Stuart Hamilton is British, 31 years old and from the beautiful seaside town of Herne Bay in the South-East of England. He is a professional librarian who has worked for the International Federation of Library Associations as a researcher into censorship for the past four years. He has also been, at various times, a shop assistant in various areas of expertise (furniture, children’s toys, sportswear, men’s underwear), an in-store tannoy announcer for a large department store, a television salesman and a paperboy. Once he sold ice cream in an Italian ice cream parlour and saw a French kid who looked exactly like himself when he was aged 12. He has wondered ever since if this was a sign of some kind. He still is a some-time writer and DJ.

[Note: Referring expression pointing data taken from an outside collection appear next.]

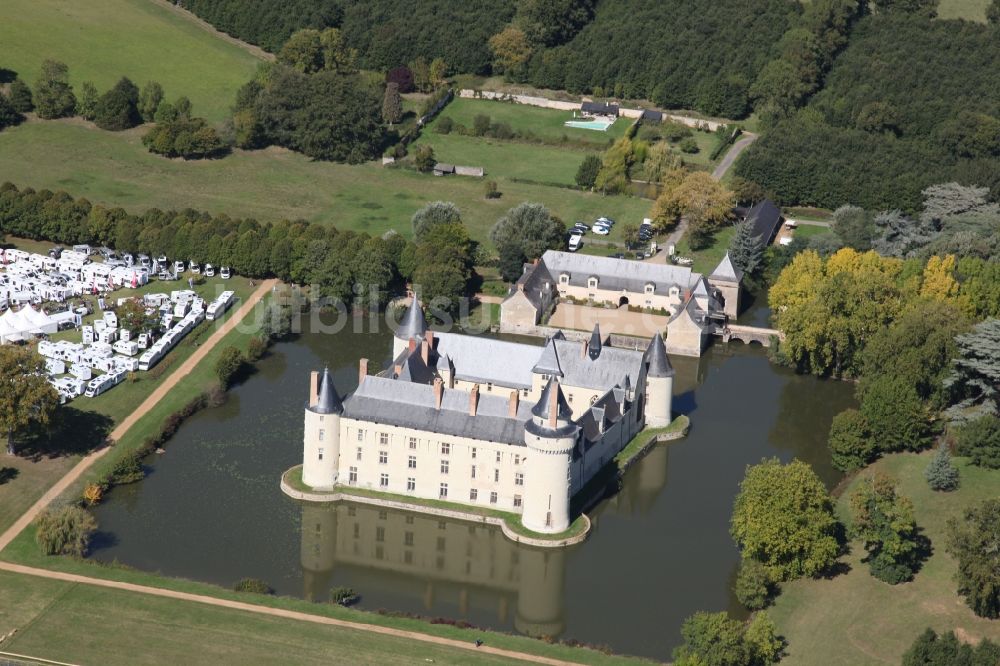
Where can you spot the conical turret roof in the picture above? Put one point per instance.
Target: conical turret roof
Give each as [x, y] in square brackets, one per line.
[552, 395]
[328, 401]
[594, 348]
[548, 362]
[656, 356]
[413, 324]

Stuart has lived in a number of places in the UK including Manchester and Brighton. Since 2001 he has been living in Copenhagen in Denmark where he completed a PhD in Library and Information Science.
During this time he has been able to travel to many countries around the world as part of his research and has been lucky enough to meet many exciting people, some of whom he has kept in touch with. When he tells these people that he intends to spend the best part of two years walking across the US, some of them react in unexpected ways.

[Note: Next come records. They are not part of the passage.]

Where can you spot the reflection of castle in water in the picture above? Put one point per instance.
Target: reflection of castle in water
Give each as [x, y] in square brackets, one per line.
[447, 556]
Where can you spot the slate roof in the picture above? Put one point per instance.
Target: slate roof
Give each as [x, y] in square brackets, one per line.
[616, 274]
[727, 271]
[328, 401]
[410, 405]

Stuart has always been keen on adventure. He spent a number of summers hitch-hiking around France in the mid-1990s, hired a barn on top of a hill in Yorkshire for three weeks in 1996 for all his friends – just to see what would happen – and explored his own personal Apocalypse Now during a incident-filled barge trip around Birmingham’s canals in 1997. He has interviewed political dissidents in Cuba and Tunisia and avoided secret police by walking fast and ducking into quiet alleys. Between 1999 and 2001 he and a group of friends attempted to recreate the 12 labours of Hercules (they completed one task). His most major feat of stupidity so far, however, was a solo walk of over 600 km across France, Switzerland and Italy in 2001. This walk commemorated the anniversary of poet, author and politician Hillare Belloc who walked to Rome 100 years earlier.
By undertaking a walk across the US, Stuart hopes to indulge himself in the culture and people of a country that has always fascinated him. In fact, in primary school Stuart used to tell other pupils that he was American, because he thought this made him cooler. American music, books and cinema have always been part of Stuart’s life, and American politics has been a major area of study for Stuart during the period of his PhD. The direction of America, its politicians and its people is of so much consequence for the rest of us in this world that Stuart thought it was high time that someone went over there and saw what was going on.